This flaccid fool was supremely repulsive in her perverse conviction that a woman’s “reproductive rights” were the responsibility of other taxpayer. Fluke is a testament to the destructive role of women in our politics, forever petitioning to expand the power of the state at the expense of individual rights. (Read a corrective about natural rights, here.)

Recall, Limbaugh once launched a sneering assault on a deformed Michael J. Fox, aping Fox’s Parkinson’s-induced spasms, instead of critiquing Fox for petitioning Congress for unconstitutional favors, just like Fluke.

When it came to Fluke, Limbaugh flunked as badly. He began thus:

“What does it say about the college co-ed Susan Fluke [sic] who goes before a congressional committee and essentially says that she must be paid to have sex — what does that make her? It makes her a slut, right? It makes her a prostitute. She wants to be paid to have sex. She’s having so much sex she can’t afford the contraception. She wants you and me and the taxpayers to pay her to have sex.”

Limbaugh then said, “ok, so she’s not a slut. She’s round-heeled.” “Round-heeled” is an old-fashioned term for promiscuity.

This is entertaining, but besides the point.

But here is where the middle-aged, so-called conservative loses it, sounding like a lusty old voyeur:

“So Miss Fluke, if we are going to … pay for you to have sex, we want something for it. We want you to post the videos online so we can all watch.”

Game. Set. Match, Sandra Fluke. Limbaugh not only lost the argument to this inconsequential woman, but he also helped anoint a future Democratic, feminist, front-woman and leader.
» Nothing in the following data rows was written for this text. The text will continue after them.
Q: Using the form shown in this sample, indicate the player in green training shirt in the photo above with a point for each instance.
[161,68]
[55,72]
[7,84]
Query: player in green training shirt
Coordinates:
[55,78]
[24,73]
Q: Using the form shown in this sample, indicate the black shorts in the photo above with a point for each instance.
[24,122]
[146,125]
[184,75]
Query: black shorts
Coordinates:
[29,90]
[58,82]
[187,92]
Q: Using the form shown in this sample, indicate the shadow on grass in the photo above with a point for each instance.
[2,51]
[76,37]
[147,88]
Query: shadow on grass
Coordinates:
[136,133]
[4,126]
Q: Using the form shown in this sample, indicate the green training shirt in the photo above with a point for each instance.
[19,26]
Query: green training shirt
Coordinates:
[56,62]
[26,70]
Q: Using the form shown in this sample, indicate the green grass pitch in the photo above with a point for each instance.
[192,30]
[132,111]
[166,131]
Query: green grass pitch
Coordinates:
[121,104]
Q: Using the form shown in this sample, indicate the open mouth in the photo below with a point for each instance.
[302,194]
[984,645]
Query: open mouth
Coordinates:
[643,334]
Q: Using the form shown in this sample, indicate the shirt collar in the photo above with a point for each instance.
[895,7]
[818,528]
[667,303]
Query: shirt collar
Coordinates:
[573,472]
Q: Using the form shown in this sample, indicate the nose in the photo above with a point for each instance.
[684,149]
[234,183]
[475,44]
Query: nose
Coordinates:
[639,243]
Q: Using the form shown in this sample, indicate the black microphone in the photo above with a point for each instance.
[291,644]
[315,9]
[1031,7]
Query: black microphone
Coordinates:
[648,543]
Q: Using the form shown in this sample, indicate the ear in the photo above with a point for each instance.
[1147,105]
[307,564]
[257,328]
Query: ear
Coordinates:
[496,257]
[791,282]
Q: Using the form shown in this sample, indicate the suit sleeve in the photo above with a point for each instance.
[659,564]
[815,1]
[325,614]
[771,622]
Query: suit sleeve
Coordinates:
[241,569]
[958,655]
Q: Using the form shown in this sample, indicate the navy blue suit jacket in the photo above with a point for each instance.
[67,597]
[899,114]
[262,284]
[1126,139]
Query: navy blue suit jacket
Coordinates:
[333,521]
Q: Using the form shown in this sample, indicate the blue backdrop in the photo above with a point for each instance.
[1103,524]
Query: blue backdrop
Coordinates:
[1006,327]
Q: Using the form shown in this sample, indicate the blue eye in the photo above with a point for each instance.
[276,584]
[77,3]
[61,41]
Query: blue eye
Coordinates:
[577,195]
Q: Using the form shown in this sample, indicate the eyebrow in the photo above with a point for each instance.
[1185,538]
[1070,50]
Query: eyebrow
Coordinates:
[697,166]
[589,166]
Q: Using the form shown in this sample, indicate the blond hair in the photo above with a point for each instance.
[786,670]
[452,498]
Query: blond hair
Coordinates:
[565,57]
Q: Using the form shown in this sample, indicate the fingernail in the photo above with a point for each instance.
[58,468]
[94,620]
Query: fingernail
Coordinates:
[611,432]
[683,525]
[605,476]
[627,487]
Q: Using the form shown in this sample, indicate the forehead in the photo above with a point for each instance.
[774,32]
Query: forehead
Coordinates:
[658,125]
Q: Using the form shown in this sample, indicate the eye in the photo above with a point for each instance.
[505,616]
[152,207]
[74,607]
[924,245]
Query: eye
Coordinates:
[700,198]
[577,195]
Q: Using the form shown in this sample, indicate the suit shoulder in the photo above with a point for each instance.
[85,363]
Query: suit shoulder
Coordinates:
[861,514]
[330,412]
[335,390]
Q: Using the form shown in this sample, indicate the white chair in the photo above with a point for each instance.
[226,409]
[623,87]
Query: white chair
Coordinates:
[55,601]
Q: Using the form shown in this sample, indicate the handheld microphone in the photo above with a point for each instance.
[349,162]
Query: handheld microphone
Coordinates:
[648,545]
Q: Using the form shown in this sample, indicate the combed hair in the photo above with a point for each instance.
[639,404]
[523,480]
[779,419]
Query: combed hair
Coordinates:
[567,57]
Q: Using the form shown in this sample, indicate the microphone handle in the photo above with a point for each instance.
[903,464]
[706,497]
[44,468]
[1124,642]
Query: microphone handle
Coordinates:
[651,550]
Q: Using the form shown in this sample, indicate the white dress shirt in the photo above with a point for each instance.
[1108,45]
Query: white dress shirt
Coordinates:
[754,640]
Conservatives have a hard time with first principles; perhaps they don’t have any. Thus, they can never win an argument with a liberal, for all they have in their intellectual arsenal is a Benthamite utilitarianism (except that Jeremy Bentham was really smart).

Why are conservatives Addicted to That Rush?

UPDATE (March 3): No One Understands RIGHTS from Wrongs! Your point is not the point either, Robert Glisson. The point is that conservatives and liberals alike do not have any mandate to promote responsibility vis-a-vis the legislator. The Fluke female can screw herself silly; quit preaching to her! People are sick and tired of conservatives in their bedroom and liberals in all the other rooms. The only point here is that no taxpayer, coerced by Congress, should be compelled to pay for Fluke’s personal choices, good or bad. I give up on anyone understanding what a natural right means. I do, however, get why people are Addicted to that Rush, who is not “more often right than wrong,” but is both insufferably self-righteous and wrong.